Two matching changes, same mental model at both layers.
  • sendAndPoll is now abort-aware. A merged AbortController composes the caller’s signal with an optional deadlineMs timer into a single AbortSignal. sleep() is replaced with abortableSleep(ms, signal) that rejects immediately on abort. On any abort the client issues a best-effort tasks/cancel to the peer, then throws BinduError(-32040, AbortedByCaller) with data.reason set to "signal" or "deadline" — callers and dashboards can distinguish client-disconnect from budget-exceeded without parsing messages.
  • runPlan enforces a plan-level deadline. preferences.timeout_ms now drives a single AbortController at the planner level, forwarded into compaction and the prompt loop. Default: 30 minutes when unset; hard ceiling 6 hours (schema-validated, requests above the cap return 400 at the API boundary). When the deadline fires, the same abort flows through ctx.abort → callPeer({signal}) → sendAndPoll, cancelling every in-flight peer poll simultaneously.

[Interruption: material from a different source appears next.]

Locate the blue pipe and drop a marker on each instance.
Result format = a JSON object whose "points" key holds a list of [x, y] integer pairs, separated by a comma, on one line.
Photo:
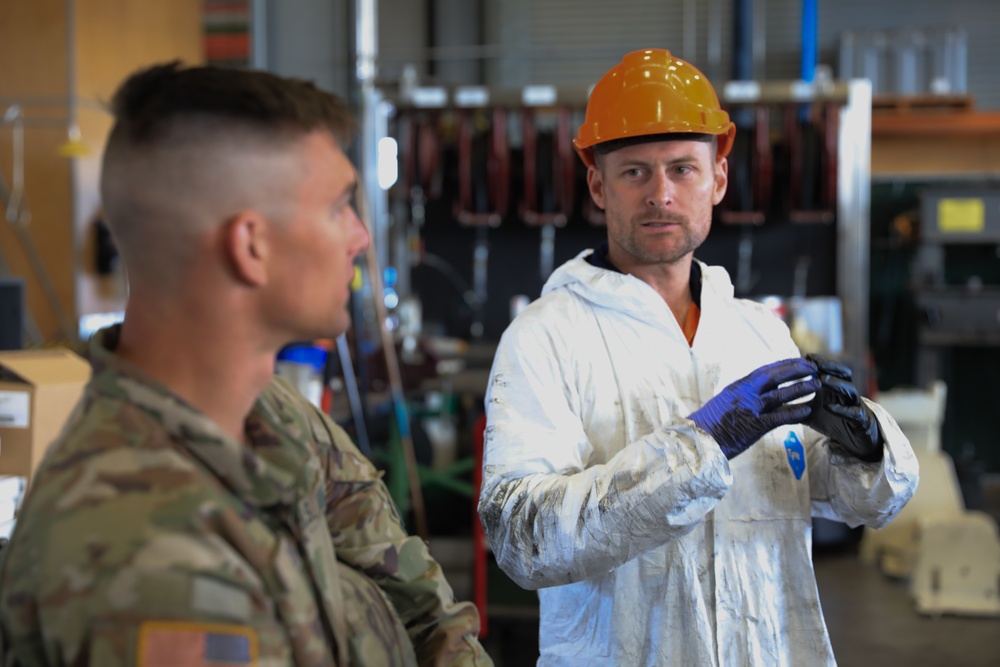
{"points": [[742, 55], [810, 47], [742, 40]]}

Why the tests didn’t catch it

Two independent blind spots. The existing poll tests used backoffMs: [0, 0, 0, 0] for speed. With zero-millisecond sleeps, the abortable-vs-not-abortable distinction was invisible. A test that actually exercised a real backoff delay while aborting mid-sleep would have caught gap 1 on day one. This is a general trap: performance-minded test setups can accidentally short-circuit the very behavior they’re meant to verify. For gap 2, timeout_ms existed in the schema tests (the schema accepted the value, round-tripped it) but no test asserted the planner actually consumed it. The field was declared for weeks before anyone noticed nothing read it. A single assertion of the form “with timeout_ms: 500, a plan against a stuck peer fails within ~1 second” would have caught the entire class of “preference declared but ignored” bugs.

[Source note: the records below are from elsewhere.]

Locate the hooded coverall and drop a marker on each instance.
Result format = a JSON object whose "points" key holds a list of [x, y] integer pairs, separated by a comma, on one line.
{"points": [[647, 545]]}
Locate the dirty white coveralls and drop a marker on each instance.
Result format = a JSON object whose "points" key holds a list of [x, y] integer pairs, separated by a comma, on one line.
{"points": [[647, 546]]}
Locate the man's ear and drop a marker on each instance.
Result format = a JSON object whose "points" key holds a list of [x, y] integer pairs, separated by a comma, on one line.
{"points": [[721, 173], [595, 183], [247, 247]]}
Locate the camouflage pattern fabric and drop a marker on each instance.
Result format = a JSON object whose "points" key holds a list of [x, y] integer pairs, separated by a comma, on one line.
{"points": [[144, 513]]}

Class of bug — where else to watch

Every wait loop needs an abort-aware sleep. A signal is only as strong as the awaitable that watches it. setTimeout is not one of those by default. Grep the codebase for setTimeout inside polling or retry loops and audit each one — look specifically for:
  • compaction retry loops
  • any future streaming-backoff paths
  • SDK-side retry helpers (the TypeScript SDK has its own sleep() that will need the same treatment when it grows abort handling)

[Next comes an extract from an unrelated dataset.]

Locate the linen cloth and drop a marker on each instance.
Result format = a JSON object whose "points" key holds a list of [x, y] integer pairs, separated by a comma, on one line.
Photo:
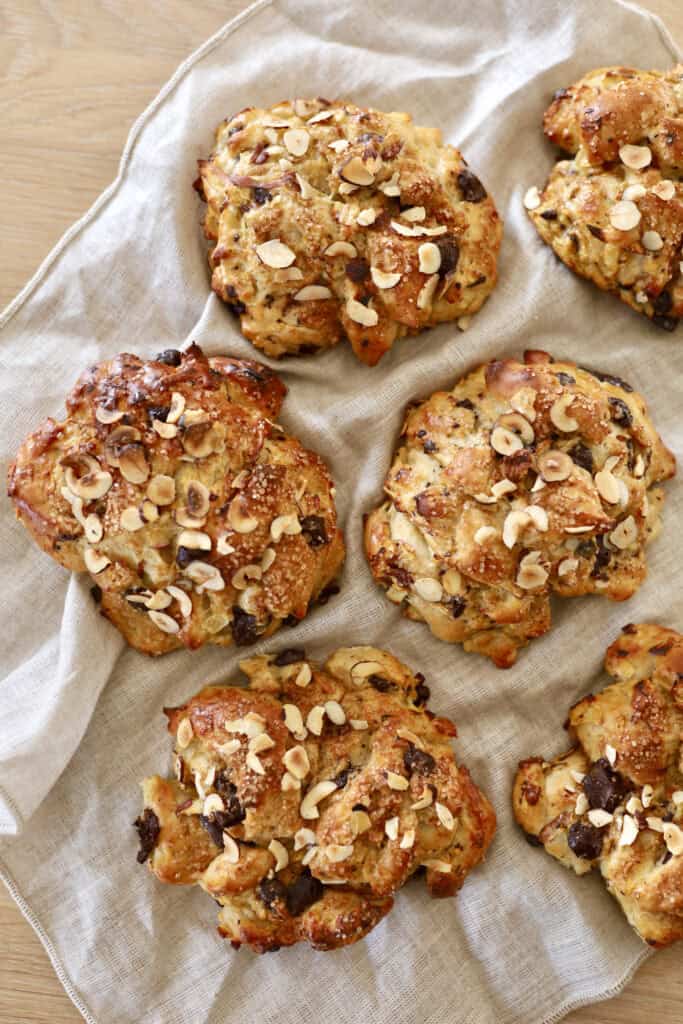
{"points": [[80, 714]]}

If a preference exists in the schema, it needs a test that reads it. timeout_ms, max_hops, max_steps, response_format — any field that shapes runtime behavior should have a black-box test of the form “set value X, observe behavior Y.” The contract test (does the schema accept this?) is necessary but not sufficient. Merge caller signals + internal deadlines into one AbortController. Two parallel “who fires first” paths create corner cases: cleanup order, double-abort, race between the two abort listeners. One controller with a reason field keeps the error shape disambiguated without branching at every await. The same pattern now appears in two places — mergeAbort in poll.ts and makePlanDeadline in planner/index.ts — and should be the default shape for any future “fire on external signal OR internal timer” composition.